In this research profile we are interested in globalisation’s cultural dimensions, and the impact of new technology in fashioning new modes of connectivity. We locate the ethnographic and world cultures museum and its collections at the center of these global movements and relations. Our approach to thinking globally involves studying connectivity and adopting comparative frameworks as we critically rethink the histories and contemporary meanings of the museum’s collections, and seek out new possibilities for making them accessible to our various stakeholders.

Museums of ethnography and world cultures are deeply embedded within histories of European scientific and expansionist ideals. As such they have been key players in a set of global relations and can play a central role in the study of the contemporary interconnected world. These museums were originally mobilized to serve as windows on ‘non-Western’ lifeworlds through collecting, studying and displaying objects from non-Western peoples for a European public. Today, they are important fulcrums around which we can explore questions of material powers, aesthetic and stylistic flows, and questions of colonial trade, exchange, contact and expansion, as well as the knowledge and different subjects implicated in these flows.
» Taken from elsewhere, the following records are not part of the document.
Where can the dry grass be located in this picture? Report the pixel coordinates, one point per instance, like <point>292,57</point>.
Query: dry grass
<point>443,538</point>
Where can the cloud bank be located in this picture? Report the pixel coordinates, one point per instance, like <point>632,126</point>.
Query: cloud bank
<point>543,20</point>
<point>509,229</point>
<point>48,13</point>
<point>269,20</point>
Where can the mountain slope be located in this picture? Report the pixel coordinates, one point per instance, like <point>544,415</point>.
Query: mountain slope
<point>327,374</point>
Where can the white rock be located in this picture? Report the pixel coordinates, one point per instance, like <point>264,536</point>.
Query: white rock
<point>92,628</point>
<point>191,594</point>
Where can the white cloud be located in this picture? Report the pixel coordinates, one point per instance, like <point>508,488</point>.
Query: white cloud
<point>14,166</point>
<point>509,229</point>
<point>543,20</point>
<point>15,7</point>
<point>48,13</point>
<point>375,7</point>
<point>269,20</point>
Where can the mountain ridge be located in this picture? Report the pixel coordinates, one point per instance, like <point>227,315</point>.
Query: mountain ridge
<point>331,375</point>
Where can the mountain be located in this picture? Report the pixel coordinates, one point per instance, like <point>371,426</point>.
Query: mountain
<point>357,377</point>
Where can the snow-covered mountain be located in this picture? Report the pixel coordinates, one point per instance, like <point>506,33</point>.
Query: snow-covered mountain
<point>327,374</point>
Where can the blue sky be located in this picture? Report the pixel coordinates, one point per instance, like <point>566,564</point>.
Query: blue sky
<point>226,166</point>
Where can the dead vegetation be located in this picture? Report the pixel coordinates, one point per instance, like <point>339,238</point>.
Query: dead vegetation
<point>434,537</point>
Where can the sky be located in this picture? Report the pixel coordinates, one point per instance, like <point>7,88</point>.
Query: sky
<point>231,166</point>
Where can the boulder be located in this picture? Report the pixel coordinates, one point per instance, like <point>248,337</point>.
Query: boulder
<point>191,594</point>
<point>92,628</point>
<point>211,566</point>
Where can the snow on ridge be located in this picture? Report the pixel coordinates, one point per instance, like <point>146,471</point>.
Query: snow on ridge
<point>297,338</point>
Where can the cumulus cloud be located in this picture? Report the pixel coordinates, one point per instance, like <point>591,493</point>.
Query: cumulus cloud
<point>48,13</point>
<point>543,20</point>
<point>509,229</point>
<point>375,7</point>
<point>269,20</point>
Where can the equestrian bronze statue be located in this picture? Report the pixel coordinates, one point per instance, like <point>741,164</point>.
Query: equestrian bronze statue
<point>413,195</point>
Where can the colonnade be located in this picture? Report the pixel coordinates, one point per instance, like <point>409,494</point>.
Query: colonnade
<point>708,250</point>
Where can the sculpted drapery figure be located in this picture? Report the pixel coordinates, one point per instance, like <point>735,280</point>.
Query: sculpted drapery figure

At the RCMC, we are interested to contribute to the rewriting of global histories of fashion or of design with ethnographic collections as focal points. Similarly, we seek to contribute to a better understanding of the global dimensions of photographic practices, traditions and aesthetics, and to ask how we can think globalisation’s flows differently, beyond easy narratives of “from the West to the rest”. In addition to these more object-oriented and historical questions, Materiality in an Interconnected World also seeks to address the contemporary global issues that these collections help raise, such as the role they play within contemporary debates on citizenship and belonging. For example, we are interested in the role that these objects can play for groups who feel a sense of place within multiple societies.